The redevelopment areas are classified as tax increment financing districts, or TIFs. The districts are redevelopment project areas that allow municipalities to support growth of businesses and infrastructure in blighted, decaying and underperforming areas. Money to be used for redevelopment comes from future tax revenues that would not have been generated without extra investment in the area.
The transfer of funds from the expiring TIF to two new ones is possible because the city has identified projects in both newly designated areas that could benefit from the funds, Caputo said.
Up to $16 million will be transferred into the larger redevelopment area west of the outlet mall, and up to $5 million will go into the smaller area on its eastern border.
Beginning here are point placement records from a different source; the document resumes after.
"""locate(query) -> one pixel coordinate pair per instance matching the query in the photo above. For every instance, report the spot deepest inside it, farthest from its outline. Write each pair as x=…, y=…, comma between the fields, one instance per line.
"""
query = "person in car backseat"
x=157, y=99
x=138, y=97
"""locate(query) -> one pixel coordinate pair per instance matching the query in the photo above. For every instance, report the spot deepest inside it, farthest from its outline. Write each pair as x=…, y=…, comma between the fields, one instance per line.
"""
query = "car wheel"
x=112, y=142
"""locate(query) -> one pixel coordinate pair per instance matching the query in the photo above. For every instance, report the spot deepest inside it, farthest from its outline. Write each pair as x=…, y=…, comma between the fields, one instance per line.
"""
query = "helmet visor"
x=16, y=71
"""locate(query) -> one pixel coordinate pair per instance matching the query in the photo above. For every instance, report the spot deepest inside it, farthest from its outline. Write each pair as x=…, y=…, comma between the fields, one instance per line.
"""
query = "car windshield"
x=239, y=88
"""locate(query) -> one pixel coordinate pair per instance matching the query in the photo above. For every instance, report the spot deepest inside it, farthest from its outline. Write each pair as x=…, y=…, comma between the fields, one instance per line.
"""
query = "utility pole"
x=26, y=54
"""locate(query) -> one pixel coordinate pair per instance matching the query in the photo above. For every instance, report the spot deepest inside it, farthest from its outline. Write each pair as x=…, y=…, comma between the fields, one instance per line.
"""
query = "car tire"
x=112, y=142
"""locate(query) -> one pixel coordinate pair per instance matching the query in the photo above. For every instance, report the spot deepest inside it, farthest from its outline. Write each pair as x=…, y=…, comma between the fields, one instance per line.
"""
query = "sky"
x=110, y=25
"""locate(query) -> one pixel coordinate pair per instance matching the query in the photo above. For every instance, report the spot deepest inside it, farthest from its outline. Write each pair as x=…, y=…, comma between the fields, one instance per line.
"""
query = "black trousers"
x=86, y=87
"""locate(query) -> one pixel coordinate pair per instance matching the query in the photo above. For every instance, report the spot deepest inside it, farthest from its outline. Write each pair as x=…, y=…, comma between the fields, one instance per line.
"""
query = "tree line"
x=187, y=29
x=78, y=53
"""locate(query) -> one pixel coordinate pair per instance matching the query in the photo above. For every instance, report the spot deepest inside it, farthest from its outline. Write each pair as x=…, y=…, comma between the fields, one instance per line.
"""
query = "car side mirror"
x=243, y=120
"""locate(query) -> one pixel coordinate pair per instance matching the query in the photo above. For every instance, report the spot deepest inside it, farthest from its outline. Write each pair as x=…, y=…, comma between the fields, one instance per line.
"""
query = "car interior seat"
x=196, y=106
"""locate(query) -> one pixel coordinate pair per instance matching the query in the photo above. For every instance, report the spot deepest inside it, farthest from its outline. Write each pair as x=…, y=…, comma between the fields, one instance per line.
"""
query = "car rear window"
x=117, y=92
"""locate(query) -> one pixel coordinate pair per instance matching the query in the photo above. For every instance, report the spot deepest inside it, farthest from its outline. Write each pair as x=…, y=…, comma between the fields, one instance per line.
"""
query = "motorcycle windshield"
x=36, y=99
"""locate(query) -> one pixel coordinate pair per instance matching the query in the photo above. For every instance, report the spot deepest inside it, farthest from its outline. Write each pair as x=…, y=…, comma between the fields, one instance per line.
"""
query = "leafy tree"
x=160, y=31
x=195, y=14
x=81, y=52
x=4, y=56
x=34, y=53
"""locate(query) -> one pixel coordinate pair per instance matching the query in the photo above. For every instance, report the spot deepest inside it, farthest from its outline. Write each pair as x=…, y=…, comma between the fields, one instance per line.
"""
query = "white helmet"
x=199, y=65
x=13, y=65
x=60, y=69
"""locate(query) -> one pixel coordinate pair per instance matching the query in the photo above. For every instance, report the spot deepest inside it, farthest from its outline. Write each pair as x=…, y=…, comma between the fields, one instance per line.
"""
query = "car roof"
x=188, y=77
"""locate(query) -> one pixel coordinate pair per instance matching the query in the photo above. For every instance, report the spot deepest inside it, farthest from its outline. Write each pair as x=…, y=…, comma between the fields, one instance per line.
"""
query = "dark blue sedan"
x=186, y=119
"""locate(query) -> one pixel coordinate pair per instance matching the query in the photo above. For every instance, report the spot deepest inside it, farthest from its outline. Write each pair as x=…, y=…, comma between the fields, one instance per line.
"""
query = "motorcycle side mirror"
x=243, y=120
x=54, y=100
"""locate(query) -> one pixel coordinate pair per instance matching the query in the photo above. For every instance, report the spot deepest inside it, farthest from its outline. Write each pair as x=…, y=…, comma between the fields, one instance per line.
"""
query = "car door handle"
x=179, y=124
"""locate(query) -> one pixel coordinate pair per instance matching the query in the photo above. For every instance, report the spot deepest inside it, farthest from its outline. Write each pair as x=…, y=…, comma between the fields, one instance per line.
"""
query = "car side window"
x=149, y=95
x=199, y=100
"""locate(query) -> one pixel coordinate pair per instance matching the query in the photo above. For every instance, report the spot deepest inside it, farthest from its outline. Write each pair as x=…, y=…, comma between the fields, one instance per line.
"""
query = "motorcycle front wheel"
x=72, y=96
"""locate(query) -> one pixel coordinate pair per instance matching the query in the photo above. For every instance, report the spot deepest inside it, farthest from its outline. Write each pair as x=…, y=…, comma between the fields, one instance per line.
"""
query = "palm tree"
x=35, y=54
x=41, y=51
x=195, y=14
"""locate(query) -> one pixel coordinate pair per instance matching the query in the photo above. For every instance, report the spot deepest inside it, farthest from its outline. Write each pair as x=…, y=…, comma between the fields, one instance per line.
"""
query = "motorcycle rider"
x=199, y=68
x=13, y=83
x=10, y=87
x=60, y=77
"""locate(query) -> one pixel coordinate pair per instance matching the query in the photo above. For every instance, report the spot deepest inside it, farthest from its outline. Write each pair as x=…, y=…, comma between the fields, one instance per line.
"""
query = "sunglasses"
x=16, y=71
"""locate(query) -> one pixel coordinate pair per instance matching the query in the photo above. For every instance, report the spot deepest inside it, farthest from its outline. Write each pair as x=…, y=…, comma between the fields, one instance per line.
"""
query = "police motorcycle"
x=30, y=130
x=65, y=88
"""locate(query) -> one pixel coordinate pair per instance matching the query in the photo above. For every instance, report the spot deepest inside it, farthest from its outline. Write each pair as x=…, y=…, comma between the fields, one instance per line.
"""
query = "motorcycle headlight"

"It's a great start because usually when you start up a TIF, one of your biggest hurdles is that there's no money in the TIF to get things going," said Alderman Abby Schuler, whose ward includes the expiring district and the two new ones. "There are real solid projects to use this money toward that will be revenue-generating to the city."
Once an area is designated a TIF district, taxes paid by property owners are handled differently. When a property increases in assessed value, taxes paid on the extra value go to a fund that can be spent only on certain expenses within the district.
Transferring extra funds at the end of the year will allow continued reinvestment in the area around the outlet mall, which is planning an expansion, likely into the redevelopment area to its east.
"The expectation there is that the outlet mall will expand into that area," Schuler said. "If they don't use all of it there could be the potential for some other related convention use, hotel use -- something that would complement the mall."
Projects identified as possible in that area total $14.1 million for property acquisition, stormwater management, a new north-south road providing access to the east side of the area, and improvements to East Bilter Road.
Possible projects in the redevelopment area west of Chicago Premium Outlets total $19.1 million for extension and realignment of Corporate Boulevard, property acquisition, and development of a hotel and convention center. Negotiations between the city and potential developers are ongoing for projects in both areas set to receive money from the expiring TIF, Caputo said in a memo.